Machine learning and product analytics: Navigating the hype
Machine learning and artificial intelligence have seen an explosion of real-world applications in the last decade. Applications such as targeting personalized content to users in real time have demonstrated impressive results. And more and more we are even seeing ML/AI features deployed in product analytics contexts.
Indeed, Mixpanel was very early in building ML features in our product. However, after a lot of experimentation, we have purposefully deemphasized building new ML features and have even deprecated some we used to have. While these features promise a lot and can show impressive results in a demo, most of them come with serious downsides, like lack of transparency and confusing or even misleading results. In this post, we will run through the most common ML features in analytics products and show how non-ML methods actually offer superior results.

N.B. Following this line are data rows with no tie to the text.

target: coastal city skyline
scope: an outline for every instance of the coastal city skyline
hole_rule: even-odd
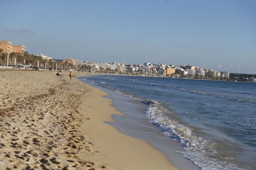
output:
[[[49,3],[3,2],[3,12],[12,12],[2,19],[0,37],[54,58],[255,73],[255,1]]]
[[[256,0],[0,10],[1,170],[256,170]]]
[[[226,70],[219,71],[211,68],[203,68],[193,65],[180,65],[163,63],[143,64],[116,62],[109,63],[79,61],[68,57],[66,59],[53,58],[42,54],[30,54],[22,45],[14,45],[8,41],[0,41],[1,62],[8,61],[2,65],[28,68],[55,70],[75,71],[91,73],[105,73],[144,76],[167,77],[254,82],[256,75],[236,74]]]

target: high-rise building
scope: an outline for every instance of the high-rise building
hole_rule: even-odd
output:
[[[10,54],[12,52],[12,46],[11,41],[0,41],[0,48],[3,48],[3,53],[7,53]]]
[[[189,69],[189,70],[195,70],[196,69],[196,67],[195,66],[193,66],[192,65],[186,65],[185,66],[184,69],[185,70],[186,69]]]
[[[223,74],[223,77],[225,77],[227,78],[229,78],[229,72],[227,72],[227,71],[223,71],[222,72],[222,74]]]
[[[19,45],[12,45],[11,46],[12,47],[12,52],[20,53],[23,55],[26,51],[25,49],[26,47],[21,44]]]
[[[175,73],[175,69],[172,68],[167,68],[166,69],[166,74],[172,74]]]

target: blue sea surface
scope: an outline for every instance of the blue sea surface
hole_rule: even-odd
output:
[[[256,83],[105,74],[85,78],[146,105],[145,117],[202,169],[256,169]]]

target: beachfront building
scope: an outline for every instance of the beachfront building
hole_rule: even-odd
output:
[[[195,77],[197,78],[203,78],[205,77],[205,72],[203,70],[196,70]]]
[[[11,46],[12,47],[12,52],[20,53],[23,55],[26,51],[25,49],[26,47],[21,44],[19,45],[11,45]]]
[[[223,77],[227,78],[229,78],[229,72],[227,71],[223,71],[222,72],[222,74],[223,75]]]
[[[207,77],[210,78],[215,78],[217,76],[217,71],[214,70],[208,71],[207,72],[206,74]]]
[[[3,53],[7,53],[8,54],[12,52],[12,46],[11,41],[0,41],[0,48],[2,48],[3,51]]]
[[[254,77],[249,77],[247,78],[245,80],[245,81],[247,82],[251,82],[252,83],[254,83],[256,80],[256,78]]]
[[[175,69],[175,73],[179,74],[182,76],[184,76],[188,72],[184,70],[183,69]]]
[[[79,61],[78,60],[75,59],[75,61],[76,61],[76,65],[84,65],[84,62],[82,61]]]
[[[194,70],[187,69],[186,70],[188,71],[188,74],[190,76],[192,77],[194,77],[196,75],[196,70]]]
[[[148,66],[149,66],[150,65],[150,63],[148,63],[148,62],[147,63],[144,63],[144,67],[148,67]]]
[[[166,69],[166,75],[171,75],[174,73],[175,73],[175,68],[167,68]]]
[[[185,67],[184,69],[185,70],[195,70],[196,69],[196,67],[192,65],[188,65]]]
[[[51,59],[52,59],[52,57],[47,57],[47,56],[46,56],[45,55],[44,55],[43,54],[37,54],[36,55],[37,56],[41,56],[42,57],[42,58],[43,59],[44,59],[45,60],[46,60],[47,61],[49,61],[49,60]]]
[[[72,57],[68,57],[67,61],[68,63],[71,63],[74,66],[84,65],[84,62],[72,58]]]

Scenario 1: Predicting user outcomes
In this scenario, you have a product-based outcome you want to influence, like retention or purchases, and your goal is to determine what user behaviors are likely to lead to improvement in the outcome. Predictive models are sometimes presented as a solution here. The idea is that if you can predict user outcomes based on their prior behavior, then the behaviors that are most predictive of positive outcomes are the ones that you should try to drive in order to improve the outcome metric across all users.
For example, let’s say you care about subscriber retention. A predictive model could look at all the things subscribers did in your app in one month and then look to see who is still a subscriber one month later. The behaviors most predictive of still being a subscriber would be the ones to focus on if you want to increase subscriber retention.

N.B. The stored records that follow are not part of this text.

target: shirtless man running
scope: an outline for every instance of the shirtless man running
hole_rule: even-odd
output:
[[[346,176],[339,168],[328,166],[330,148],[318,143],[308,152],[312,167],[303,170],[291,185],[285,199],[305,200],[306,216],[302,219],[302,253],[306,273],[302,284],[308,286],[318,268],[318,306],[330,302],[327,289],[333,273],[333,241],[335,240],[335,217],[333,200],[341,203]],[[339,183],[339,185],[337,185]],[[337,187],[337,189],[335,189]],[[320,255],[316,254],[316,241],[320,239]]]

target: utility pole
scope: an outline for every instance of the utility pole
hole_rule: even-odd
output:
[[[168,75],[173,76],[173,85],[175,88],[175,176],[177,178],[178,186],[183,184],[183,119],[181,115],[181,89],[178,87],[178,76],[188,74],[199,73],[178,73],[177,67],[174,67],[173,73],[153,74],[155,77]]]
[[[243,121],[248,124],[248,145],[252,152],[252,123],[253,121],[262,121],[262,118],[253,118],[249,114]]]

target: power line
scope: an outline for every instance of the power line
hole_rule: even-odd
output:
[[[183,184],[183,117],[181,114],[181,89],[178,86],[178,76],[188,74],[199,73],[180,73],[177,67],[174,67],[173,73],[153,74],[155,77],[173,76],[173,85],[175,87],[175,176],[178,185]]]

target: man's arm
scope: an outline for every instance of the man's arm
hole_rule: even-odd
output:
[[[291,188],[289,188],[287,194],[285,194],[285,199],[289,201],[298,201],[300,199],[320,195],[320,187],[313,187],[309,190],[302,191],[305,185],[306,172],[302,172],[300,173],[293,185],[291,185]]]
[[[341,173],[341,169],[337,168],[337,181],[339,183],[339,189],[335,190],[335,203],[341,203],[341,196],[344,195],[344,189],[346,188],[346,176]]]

Unfortunately, using predictive models in this way misunderstands what predictive models are for. Predictive models like this are designed to provide accurate predictions of the future. User-level predictions of the future are useful for personalizing your product but not for understanding what behaviors drive outcomes. Predictive models essentially isolate correlations over time. Certain behaviors will be correlated with other future behaviors, but they will not necessarily cause those behaviors.
Another problem with using predictive models to find behavioral inputs is that the most predictive behaviors are often not actionable. For example, if you want to determine who will have the most sessions next month, the most predictive behavior will almost certainly be the number of sessions this month since past performance is often the best predictor of the future. But then the model is essentially telling you: “If you want to increase the number of sessions, you should focus on increasing the number of sessions.” This is just circular and not useful for driving the outcome you care about.
So what should you do if you want to isolate the causal drivers of an outcome? The following steps will lead you in the right direciton:
- Look for correlations: Rather than predicting outcomes, skip the complexity and look for behaviors that are correlated with subsequent outcomes. Mixpanel’s Signal report is designed to help you find these correlations.
- Form a hypothesis: Among the correlations you find, some may be actionable and some may not. Zero in on one or two correlations that seem actionable (ie, you think you could influence the behavior in question). These are your hypotheses: “I hypothesize that if we increase [behavior x], we will improve [outcome y].”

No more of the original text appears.